Le texte de l'Apocalypse dit : "Je tombai à ses pieds comme mort, Il posa sur moi sa main droite et me dit : ne crains pas". Expérimenter l'Apocalypse et les sacrements, c'est à un moment donné, s'écrouler, peut-être pas physiquement, mais c'est s'écrouler devant Dieu, par peur, et tant mieux, en se demandant : et maintenant, que vais-je faire alors que je suis devant toi et que je découvre cette grâce et cette Parole que tu me donnes. Il y a cette phrase magnifique : "N'aie pas peur. Je suis le Premier et le Vivant, écris donc ce que tu as vu".

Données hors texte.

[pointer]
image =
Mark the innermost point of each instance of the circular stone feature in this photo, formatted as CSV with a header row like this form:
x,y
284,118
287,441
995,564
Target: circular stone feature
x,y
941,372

Et à la fin de l'eucharistie que sera cet envoi que vous recevrez ? Ce sera pour inviter à dire à vos frères et sœurs ce que vous avez expérimenté ici par rapport à l'Écriture et à la Parole. C'est cela l'envoi, et c'est quelquefois dommage que certains d'entre nous aient autant de mal à quitter l'église pour vouloir continuer la messe. Ce que j'ai reçu, je n'ai qu'une seule envie, c'est de me précipiter au-dehors de l'église pour l'annoncer à mes frères et sœurs et leur dire : ne crains pas, viens aussi par les sacrements de l'Église, expérimenter la puissance de Dieu qui n'est pas là pour nous écraser mais pour nous révéler qui nous sommes et quelle est notre destinée de fils et de filles de Dieu.
Peut-être que maintenant Estelle, tu te sens écrasée avec cette Parole de Dieu, mais tant mieux ! Toute ta vie de chrétienne sera de reprendre à chaque instant cette Parole de Dieu et cette vie que Dieu va te donner à travers son Corps et son Sang.